De Advocaat-Generaal Wortel heeft geconcludeerd dat de Hoge Raad het beroep zal verwerpen.

3. Beoordeling van het eerste middel

3.1. Het middel bevat de klacht dat het Hof, nu de vordering tot wijziging van de tenlastelegging in strijd met de beginselen van een goede procesorde is gedaan, deze ten onrechte heeft toegewezen.

3.2. Het gaat in deze zaak om het volgende:

(i) Het aan de verdachte onder 1 subsidiair tenlastegelegde feit is toegesneden op art. 141 Sr.

(ii) Nadat de Procureur-Generaal ter terechtzitting van het Hof van 8 oktober 1998 ter zake van dat feit vrijspraak had gevorderd, heeft het Hof bij arrest van 22 oktober 1998 het onderzoek heropend en vervolgens geschorst tot de terechtzitting van 3 december 1998 teneinde [getuige 1] als getuige te horen.

(iii) Op de terechtzitting van 3 december 1998 is de getuige [getuige 1] gehoord omtrent het onder 1 tenlastegelegde feit, waarna de Procureur-Generaal heeft gevorderd dat een wijziging van het onder 1 subsidiair tenlastegelegde zal worden toegelaten.
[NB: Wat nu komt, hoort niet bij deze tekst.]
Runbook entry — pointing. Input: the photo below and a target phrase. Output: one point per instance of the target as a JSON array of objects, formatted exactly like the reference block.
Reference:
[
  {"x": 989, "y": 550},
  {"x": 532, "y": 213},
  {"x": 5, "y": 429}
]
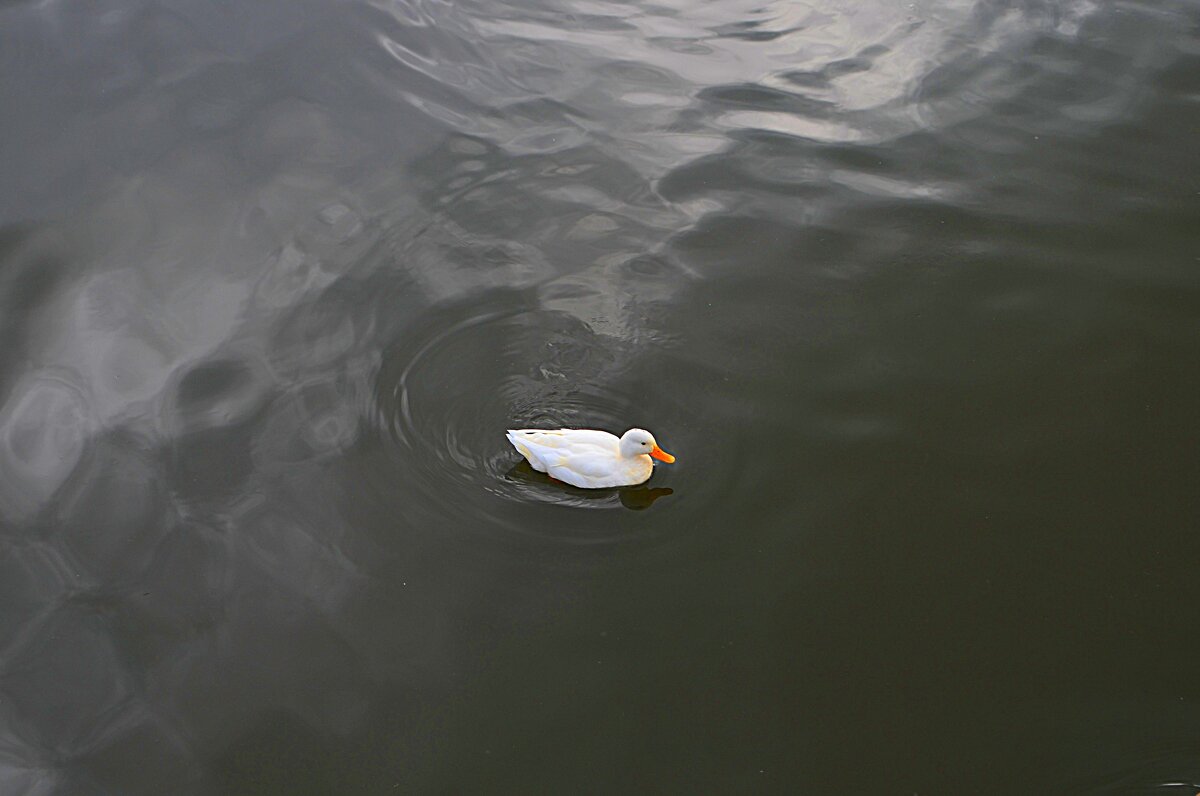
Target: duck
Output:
[{"x": 588, "y": 458}]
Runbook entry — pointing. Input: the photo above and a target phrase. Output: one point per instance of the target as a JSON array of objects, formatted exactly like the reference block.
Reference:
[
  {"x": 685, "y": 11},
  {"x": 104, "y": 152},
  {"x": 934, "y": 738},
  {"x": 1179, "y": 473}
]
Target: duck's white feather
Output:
[{"x": 583, "y": 458}]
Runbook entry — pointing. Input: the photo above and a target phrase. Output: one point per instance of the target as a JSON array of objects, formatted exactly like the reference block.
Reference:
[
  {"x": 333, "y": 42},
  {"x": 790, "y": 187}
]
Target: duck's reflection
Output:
[{"x": 631, "y": 497}]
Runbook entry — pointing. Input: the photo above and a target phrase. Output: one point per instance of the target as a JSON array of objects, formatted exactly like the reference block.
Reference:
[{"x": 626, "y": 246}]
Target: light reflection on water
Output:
[{"x": 905, "y": 286}]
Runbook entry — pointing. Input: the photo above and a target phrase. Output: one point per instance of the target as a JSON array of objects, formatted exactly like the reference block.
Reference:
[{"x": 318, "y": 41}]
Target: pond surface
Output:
[{"x": 911, "y": 289}]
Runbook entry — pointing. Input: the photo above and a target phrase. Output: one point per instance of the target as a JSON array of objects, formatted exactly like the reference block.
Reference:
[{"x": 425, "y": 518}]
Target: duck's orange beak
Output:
[{"x": 661, "y": 455}]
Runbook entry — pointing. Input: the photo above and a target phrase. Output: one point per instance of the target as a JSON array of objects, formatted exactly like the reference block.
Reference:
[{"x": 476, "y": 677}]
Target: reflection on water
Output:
[
  {"x": 631, "y": 497},
  {"x": 911, "y": 286}
]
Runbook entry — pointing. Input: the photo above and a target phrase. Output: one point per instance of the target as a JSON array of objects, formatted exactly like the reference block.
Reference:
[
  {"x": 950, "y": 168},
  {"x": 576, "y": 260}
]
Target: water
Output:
[{"x": 910, "y": 289}]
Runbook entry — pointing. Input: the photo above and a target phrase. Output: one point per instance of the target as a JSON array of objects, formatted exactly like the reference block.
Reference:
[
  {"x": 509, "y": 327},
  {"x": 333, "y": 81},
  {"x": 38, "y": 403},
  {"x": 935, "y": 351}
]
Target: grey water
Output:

Die wijziging hield in dat in de omschrijving van het geweld wordt toegevoegd: "het - voorzien van een of meer honkbalknuppel(s) en/of een of meer tafelpo(o)t(en) - dreigend achterna rennen van en/of dreigend opdringen tegen voornoemde personen en/of".

(iv) het proces-verbaal van de terechtzitting van 3 december 1998 houdt verder omtrent de bezwaren die de verdediging tegen genoemde vordering heeft aangevoerd en de beslissing van het Hof daarop in hetgeen in de toelichting op het middel onder 1 is weergegeven, en voorts dat nadat het Hof de vordering had toegewezen het onderzoek ter terechtzitting met toe-stemming van de verdachte en de raadsman aanstonds is voortgezet.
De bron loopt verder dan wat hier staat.